2025-11-16T06:07:12.262321

Spatio-Temporal Multi-Subgraph GCN for 3D Human Motion Prediction

Wang, Guo, Su
Human motion prediction (HMP) involves forecasting future human motion based on historical data. Graph Convolutional Networks (GCNs) have garnered widespread attention in this field for their proficiency in capturing relationships among joints in human motion. However, existing GCN-based methods tend to focus on either temporal-domain or spatial-domain features, or they combine spatio-temporal features without fully leveraging the complementarity and cross-dependency of these two features. In this paper, we propose the Spatial-Temporal Multi-Subgraph Graph Convolutional Network (STMS-GCN) to capture complex spatio-temporal dependencies in human motion. Specifically, we decouple the modeling of temporal and spatial dependencies, enabling cross-domain knowledge transfer at multiple scales through a spatio-temporal information consistency constraint mechanism. Besides, we utilize multiple subgraphs to extract richer motion information and enhance the learning associations of diverse subgraphs through a homogeneous information constraint mechanism. Extensive experiments on the standard HMP benchmarks demonstrate the superiority of our method.
academic

Spatio-Temporal Multi-Subgraph GCN for 3D Human Motion Prediction

Basic Information

  • Paper ID: 2501.00317
  • Title: Spatio-Temporal Multi-Subgraph GCN for 3D Human Motion Prediction
  • Authors: Jiexin Wang, Yiju Guo, Bing Su (School of Artificial Intelligence, Renmin University of China)
  • Categories: cs.CV (Computer Vision), cs.LG (Machine Learning)
  • Publication Date: December 31, 2024 (arXiv preprint)
  • Paper Link: https://arxiv.org/abs/2501.00317

Abstract

Human motion prediction (HMP) involves predicting future human motion based on historical data. Graph Convolutional Networks (GCNs) have gained widespread attention in this field due to their ability to capture inter-joint relationships in human motion. However, existing GCN-based methods often focus solely on temporal or spatial features, or fail to fully exploit the complementarity and cross-dependencies between these two modalities when combining spatio-temporal features. This paper proposes Spatio-Temporal Multi-Subgraph Graph Convolutional Network (STMS-GCN) to capture complex spatio-temporal dependencies in human motion. Specifically, we decouple the modeling of temporal and spatial dependencies and achieve multi-scale cross-domain knowledge transfer through a spatio-temporal information consistency constraint mechanism. Furthermore, we leverage multiple subgraphs to extract richer motion information and enhance learning associations across different subgraphs through a homogeneity information constraint mechanism. Extensive experiments on standard HMP benchmarks demonstrate the superiority of our approach.

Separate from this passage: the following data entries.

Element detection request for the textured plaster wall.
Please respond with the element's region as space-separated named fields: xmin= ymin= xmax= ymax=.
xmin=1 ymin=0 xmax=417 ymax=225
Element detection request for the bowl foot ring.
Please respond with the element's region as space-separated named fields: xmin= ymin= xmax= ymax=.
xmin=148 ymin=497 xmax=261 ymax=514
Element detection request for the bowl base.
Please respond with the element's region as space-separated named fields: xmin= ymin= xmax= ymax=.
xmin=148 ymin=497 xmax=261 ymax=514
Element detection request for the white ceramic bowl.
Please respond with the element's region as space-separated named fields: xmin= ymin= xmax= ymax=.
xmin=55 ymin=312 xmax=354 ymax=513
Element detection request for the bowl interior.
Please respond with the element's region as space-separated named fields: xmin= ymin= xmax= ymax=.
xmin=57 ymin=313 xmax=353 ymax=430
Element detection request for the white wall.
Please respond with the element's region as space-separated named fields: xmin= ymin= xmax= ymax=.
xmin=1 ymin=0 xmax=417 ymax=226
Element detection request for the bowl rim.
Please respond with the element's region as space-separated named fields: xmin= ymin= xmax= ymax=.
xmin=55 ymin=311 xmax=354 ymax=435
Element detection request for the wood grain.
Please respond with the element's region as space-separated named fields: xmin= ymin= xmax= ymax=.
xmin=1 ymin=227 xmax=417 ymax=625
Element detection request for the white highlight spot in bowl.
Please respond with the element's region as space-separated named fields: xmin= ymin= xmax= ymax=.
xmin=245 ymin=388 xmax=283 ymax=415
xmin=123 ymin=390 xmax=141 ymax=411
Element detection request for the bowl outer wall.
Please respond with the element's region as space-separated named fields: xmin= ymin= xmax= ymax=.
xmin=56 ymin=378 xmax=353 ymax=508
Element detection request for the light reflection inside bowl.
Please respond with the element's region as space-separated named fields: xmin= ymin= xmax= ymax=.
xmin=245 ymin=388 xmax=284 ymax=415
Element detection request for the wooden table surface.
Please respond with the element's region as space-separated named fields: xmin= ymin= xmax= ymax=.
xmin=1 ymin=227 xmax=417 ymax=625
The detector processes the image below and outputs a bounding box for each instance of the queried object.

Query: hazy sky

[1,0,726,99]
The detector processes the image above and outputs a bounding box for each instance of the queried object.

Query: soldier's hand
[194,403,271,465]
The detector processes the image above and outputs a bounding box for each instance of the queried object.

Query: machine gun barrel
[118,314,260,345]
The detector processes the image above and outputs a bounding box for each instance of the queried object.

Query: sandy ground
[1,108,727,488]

Research Background and Motivation

Problem Definition

3D skeleton-based human motion prediction aims to predict future motion sequences given a historical motion sequence. This research is crucial for understanding human motion behavior and has broad applications in robot collaboration, autonomous driving, action recognition, and other domains.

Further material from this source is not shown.